Clinical Microbiology: Open Access

A rational approach towards kinetic modeling of microbial inactivation

8^thGlobal Summit on Microbiology and Infectious Diseases

February 22-23, 2018 | Paris, France

Hennie Mastwijk

OMVE Lab & Pilot Equipment, Netherlands

Posters & Accepted Abstracts: Clin Microbiol

Abstract:

Since the formulation on the law of disinfection it has been debated, whether, the inactivation kinetics of microorganisms originates from underlying chemical reactions. It is generally assumed that a complex living structure is unlikely to obey simple first order kinetics. Notwithstanding, after more than a century, the classical-D and z-value concept is still the regular framework for quantitative analysis of experimental inactivation data.
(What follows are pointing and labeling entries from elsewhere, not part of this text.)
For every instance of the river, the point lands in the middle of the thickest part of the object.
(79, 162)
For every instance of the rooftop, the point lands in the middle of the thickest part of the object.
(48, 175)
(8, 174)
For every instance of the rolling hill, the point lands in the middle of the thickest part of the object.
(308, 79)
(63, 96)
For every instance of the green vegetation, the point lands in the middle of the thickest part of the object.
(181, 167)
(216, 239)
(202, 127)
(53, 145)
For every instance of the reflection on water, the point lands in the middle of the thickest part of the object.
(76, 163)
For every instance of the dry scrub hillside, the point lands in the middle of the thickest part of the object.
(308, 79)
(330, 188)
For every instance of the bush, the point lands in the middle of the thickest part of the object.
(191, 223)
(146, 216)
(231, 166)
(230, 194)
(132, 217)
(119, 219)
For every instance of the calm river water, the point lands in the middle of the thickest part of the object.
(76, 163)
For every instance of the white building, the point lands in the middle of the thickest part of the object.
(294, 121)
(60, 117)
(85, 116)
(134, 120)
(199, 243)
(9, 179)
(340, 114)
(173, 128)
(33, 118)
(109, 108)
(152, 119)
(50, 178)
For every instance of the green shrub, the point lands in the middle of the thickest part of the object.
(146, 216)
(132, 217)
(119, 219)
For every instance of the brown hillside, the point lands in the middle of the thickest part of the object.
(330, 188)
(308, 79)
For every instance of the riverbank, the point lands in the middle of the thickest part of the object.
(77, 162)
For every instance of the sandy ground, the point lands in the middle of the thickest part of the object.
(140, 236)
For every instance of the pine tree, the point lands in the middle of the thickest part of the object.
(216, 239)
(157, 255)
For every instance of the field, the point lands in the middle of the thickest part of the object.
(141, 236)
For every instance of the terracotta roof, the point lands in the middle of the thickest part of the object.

Complementary to this classical approach is the formulation of empirical inactivation models, which are required for statistical analysis of the collected data. Predictive modeling is used to accurately describe experimental data and accounts for observed shoulders and tailing in kinetic data series. Recently, it has been shown that both approaches aimed at quantifying microbial inactivation can be merged into a single thermos-dynamical model. This was achieved by including quantum theory on molecular dynamics in order to deal with large complexes of interacting molecules and the stochastic nature of protein unfolding. In addition, microorganisms with different resistance towards heat and chemical treatment could be included in the model by assuming Gaussian distributed sub-populations. It is suggested that critical polymer structures, e.g. proteins, omnipresent in bacteria and spores, require unfolding prior to inactivation. These model predictions are in line with the mechanism for inactivation of different species of Bacillus spores by wet heat that is found to coincide with the denaturation of key proteins.